New to Skeeter Pee but not to wine/beer/other brewing.

Do you need to stir in oxygen even if it is foaming nicely?

At what SG do you transfer to the secondary?

Wish I could say I followed the Original Sp recipe but due to circumstances I made a few modifications. 

Used the 6 gal recipe or 23L for us Canuks. 
Added what was called for except only one 33 OZ bottle of lemon juice at the start as I had not made it to Costco in time. 
Added the slurry from a Rossa Grande Cellar Classic Winery Series, Mar 8th around 3PM, SG 1.068, Temp a bit low at 68 so put on my heat belt
This moring the batch was foaming nicely at 73 degrees. Added the missing lemon juice in 2 stages. 
Checked the SG today at around 7 pm and it had already shot through the 1.050 level to 1.040. 
Added the rest of the lemon juice, nutrient, and energizer and gave it a vigorous stir.

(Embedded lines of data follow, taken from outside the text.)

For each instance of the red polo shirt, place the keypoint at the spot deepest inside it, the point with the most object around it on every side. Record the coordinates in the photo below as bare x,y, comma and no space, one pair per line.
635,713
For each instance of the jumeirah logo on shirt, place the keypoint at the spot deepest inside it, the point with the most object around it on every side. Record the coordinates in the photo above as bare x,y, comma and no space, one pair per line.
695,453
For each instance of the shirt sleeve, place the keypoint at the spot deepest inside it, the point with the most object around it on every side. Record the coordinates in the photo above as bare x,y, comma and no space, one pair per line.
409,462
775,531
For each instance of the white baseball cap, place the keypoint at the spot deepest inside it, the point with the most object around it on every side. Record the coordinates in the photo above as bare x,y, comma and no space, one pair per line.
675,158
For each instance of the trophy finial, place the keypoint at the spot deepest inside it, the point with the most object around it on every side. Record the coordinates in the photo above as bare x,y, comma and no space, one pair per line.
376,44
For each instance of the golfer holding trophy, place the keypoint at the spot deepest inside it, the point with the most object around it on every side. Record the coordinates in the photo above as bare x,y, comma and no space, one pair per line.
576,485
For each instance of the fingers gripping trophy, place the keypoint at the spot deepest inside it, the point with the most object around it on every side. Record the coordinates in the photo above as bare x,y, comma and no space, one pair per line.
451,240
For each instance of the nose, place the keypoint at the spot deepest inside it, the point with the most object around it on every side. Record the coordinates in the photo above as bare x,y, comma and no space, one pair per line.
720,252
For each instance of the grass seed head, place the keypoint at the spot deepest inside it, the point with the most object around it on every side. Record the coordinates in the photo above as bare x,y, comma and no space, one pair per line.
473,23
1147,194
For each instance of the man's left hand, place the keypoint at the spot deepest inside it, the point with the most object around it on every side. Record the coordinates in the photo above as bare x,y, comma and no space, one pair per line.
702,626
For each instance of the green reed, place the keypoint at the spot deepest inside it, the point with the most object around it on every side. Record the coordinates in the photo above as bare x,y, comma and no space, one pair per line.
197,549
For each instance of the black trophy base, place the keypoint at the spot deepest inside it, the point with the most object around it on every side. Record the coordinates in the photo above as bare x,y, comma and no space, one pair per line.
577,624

Will have some other back sweetening / flavouring questions but will read a few more threads first.

Thx Lon, Just what I needed! Another was to make alcohol


----------



## Minnesotamaker (Mar 9, 2011)

Sounds like you're in good shape. If things are progressing nicely, you don't usually have to stir. On my batches, I usually check on it once a day and I DO give it a stir when I'm there. I just leave the spoon and hydrometer in the primary. If nothing, the stir will give it a little bit of O2 and maybe it'll finish a little sooner. It'll also drive off some CO2. Cheers and good luck. If you haven't read the FAQ's on the skeeterpee(dot)com website, there's lots of info there that is helpful.


----------



## djrockinsteve (Mar 10, 2011)

Yea your fine. Ferment dry then move to secondary to clear.


----------